Eventually we made it to the scene of some waterfalls.
I walked right into the pool under the falls and immediately screamed like a little girl. Something had bit me!
I jumped out of the water and looked in horror at my guide. He was losing it in laughter.
The small pool was home to dozens of skin nibbling fish (like the ones you see at Asian spas). I laughed both out of surprise and out of appreciation for the prank. I spent about 15 minutes having my feet gnawed on by the wild fish.
After the fish had lunch, we had lunch of fish and other jungle creatures. (I am hoping it was not the same fish that ate me) The meal was strangely luxurious and absolutely delicious.
At this point, the guide noted it was going to rain. He explained that in addition to feeling it in the air, he could hear upcoming rain because all of the birds come out for one last feast as they knew they wouldn’t be able to find insects during a storm.
We loaded back into the longboats as the rain started.
Faster than I understand to be possible, the river switched from calm waterway to white water rapids. The wind immediately picked up and we were bulleted with leaves and rain from all directions.

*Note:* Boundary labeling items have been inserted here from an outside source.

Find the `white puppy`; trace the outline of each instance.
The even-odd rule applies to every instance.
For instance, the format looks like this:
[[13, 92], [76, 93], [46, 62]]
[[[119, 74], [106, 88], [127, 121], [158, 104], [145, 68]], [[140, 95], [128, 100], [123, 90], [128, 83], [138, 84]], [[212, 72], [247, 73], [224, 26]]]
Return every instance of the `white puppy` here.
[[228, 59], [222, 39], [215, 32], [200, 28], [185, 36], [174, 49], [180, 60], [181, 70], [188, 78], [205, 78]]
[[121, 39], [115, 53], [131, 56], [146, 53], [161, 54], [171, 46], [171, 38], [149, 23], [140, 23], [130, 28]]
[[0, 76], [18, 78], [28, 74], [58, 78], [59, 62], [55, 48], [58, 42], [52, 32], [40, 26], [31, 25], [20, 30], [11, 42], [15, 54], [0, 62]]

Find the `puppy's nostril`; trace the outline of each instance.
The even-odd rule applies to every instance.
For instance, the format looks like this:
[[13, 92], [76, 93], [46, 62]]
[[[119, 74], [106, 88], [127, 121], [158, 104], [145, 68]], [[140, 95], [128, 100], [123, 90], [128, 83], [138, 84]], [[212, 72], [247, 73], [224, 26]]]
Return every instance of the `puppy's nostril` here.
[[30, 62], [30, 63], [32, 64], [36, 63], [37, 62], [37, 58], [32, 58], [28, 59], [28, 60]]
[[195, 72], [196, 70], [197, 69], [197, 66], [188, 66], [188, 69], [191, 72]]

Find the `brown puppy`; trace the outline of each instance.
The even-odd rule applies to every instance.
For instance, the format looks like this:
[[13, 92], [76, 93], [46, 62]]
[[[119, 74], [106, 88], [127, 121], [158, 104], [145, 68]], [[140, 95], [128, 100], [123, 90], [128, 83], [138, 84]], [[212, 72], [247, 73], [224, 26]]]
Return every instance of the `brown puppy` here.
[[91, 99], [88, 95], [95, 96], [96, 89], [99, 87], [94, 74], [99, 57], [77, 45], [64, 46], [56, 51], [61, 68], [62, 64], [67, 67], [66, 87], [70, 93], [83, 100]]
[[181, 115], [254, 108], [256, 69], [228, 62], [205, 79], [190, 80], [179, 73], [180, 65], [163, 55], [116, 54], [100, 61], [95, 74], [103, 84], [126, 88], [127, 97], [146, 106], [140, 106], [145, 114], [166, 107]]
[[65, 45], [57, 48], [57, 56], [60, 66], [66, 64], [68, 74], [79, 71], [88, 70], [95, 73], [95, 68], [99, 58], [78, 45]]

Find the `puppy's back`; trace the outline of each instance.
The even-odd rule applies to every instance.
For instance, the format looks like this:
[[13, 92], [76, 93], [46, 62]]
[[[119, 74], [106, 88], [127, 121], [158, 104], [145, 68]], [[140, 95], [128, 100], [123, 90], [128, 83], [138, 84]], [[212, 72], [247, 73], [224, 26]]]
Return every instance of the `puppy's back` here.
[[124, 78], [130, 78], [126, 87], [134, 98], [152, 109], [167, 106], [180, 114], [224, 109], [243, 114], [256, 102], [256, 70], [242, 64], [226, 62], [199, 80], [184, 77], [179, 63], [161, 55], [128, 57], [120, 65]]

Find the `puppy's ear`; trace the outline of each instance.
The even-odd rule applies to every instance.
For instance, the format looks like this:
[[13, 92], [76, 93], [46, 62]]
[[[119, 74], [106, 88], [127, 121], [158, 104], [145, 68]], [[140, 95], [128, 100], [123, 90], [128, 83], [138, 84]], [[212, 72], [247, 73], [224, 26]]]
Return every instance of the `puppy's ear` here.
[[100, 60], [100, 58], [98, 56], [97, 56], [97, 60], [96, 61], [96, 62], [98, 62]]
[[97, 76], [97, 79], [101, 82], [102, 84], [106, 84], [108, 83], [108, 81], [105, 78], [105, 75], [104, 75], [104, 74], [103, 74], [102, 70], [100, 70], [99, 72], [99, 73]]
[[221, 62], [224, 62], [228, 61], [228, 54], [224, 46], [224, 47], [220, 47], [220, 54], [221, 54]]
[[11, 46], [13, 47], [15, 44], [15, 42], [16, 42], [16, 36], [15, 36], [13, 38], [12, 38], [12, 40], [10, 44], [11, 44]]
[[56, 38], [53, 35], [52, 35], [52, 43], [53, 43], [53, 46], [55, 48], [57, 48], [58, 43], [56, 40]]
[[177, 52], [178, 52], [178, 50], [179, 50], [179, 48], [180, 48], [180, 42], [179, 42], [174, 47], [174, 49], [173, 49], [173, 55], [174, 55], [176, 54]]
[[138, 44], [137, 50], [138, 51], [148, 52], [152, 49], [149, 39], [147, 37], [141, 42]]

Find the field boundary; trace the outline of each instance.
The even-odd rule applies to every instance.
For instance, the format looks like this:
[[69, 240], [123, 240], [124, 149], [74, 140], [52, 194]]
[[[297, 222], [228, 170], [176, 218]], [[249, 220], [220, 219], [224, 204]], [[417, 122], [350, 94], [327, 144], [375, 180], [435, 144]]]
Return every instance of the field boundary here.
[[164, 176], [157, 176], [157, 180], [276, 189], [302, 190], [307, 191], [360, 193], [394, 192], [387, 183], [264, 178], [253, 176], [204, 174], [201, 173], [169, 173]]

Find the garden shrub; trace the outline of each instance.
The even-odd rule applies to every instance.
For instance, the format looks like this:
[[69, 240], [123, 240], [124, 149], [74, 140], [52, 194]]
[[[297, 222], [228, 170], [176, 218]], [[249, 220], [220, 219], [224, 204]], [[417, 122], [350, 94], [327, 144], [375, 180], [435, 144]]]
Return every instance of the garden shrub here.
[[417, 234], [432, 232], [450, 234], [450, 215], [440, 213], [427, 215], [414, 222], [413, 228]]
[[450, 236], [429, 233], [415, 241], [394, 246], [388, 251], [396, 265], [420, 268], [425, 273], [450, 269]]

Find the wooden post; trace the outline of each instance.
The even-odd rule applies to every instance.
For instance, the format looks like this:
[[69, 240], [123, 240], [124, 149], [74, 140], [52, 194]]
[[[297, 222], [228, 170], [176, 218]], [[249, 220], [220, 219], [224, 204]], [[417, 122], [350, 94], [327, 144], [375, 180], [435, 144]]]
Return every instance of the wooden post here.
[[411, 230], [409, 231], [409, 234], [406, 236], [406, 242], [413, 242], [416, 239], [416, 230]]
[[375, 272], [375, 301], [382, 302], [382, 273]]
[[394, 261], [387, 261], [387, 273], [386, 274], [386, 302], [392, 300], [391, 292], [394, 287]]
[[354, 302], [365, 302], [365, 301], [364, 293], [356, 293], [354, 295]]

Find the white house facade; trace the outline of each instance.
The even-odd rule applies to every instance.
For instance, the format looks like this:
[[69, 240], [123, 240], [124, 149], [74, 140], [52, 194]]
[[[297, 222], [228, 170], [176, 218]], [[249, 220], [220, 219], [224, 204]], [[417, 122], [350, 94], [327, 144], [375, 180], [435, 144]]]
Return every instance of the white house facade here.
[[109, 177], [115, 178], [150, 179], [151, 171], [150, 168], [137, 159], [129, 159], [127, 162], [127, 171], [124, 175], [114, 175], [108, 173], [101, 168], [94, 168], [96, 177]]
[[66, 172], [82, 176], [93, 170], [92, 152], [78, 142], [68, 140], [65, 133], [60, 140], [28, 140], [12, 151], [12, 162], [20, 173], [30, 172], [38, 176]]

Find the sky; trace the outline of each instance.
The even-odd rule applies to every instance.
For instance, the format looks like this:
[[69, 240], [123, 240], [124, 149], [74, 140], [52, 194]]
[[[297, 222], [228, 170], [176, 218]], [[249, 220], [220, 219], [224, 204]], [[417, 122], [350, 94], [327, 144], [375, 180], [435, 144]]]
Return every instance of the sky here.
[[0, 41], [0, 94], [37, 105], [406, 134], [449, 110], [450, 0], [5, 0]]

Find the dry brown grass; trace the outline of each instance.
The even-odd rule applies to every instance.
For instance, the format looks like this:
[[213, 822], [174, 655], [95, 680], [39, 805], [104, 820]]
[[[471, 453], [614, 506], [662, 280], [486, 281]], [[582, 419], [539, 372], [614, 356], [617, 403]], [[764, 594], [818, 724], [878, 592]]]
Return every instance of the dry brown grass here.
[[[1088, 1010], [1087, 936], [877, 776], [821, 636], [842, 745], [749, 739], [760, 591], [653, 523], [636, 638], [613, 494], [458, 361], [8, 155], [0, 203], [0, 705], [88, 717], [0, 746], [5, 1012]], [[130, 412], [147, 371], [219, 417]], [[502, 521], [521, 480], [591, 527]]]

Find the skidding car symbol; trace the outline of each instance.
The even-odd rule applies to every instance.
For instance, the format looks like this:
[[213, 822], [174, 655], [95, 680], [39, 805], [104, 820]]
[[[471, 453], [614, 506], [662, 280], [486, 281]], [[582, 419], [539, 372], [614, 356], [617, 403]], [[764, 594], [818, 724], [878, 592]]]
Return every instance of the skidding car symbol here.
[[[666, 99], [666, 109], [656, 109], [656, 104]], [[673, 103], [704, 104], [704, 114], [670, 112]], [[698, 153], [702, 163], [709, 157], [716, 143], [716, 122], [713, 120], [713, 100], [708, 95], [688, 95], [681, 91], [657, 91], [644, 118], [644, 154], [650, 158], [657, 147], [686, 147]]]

The guide drove the motorized boat at full speed. We narrowly dodged swinging vines and rapids. I sat at the bow completely soaked and absolutely thrilled. My adrenaline was pumping, my senses were heightened and I was living through one of the most thrilling scenes of my life.
Several hours later I made it back to my hotel and immediately feel asleep with a smile on my face.
The Water Village
The next morning, I forced myself out of bed and into yet another taxi. I had heard about a local water village and was tired but eager to check it out. I was dropped off at the waterfront of the capital city and instantly realized I had no way to get to actual water village (which as one would expect, was located offshore).
Within seconds a boat drove up and asked me if I needed a water taxi. Problem solved.
The village on stilts was massive. It was connected by seemingly endless thin wooden paths and contained hundreds if not thousands of water houses.
As soon as I landed on the water village, I immediately noticed how nice everyone was. Stranger after stranger went out of their way to greet me and learn about where I was from. One family even took me in to have photos taken with me and their children. These people were as warm as the mainlanders were cold.
They explained that their village lifestyle had become so popular that the government had started to build floating suburbs around it.
They also explained that while many people assumed the community was poor due to the state of their houses, that they were actually quite well off. They pointed at the shore where they parked their sports-cars. (no joke!)
With a huge smile on my face, my journey to Brunei came to an end. It was a constant experience of amazement and exposure to new lifestyles. A week prior, I had never even heard of the country. After visiting, it quickly became one of my favorite travel destinations.
I say this not as hyperbole. My days spent in Brunei were some of the best of my life.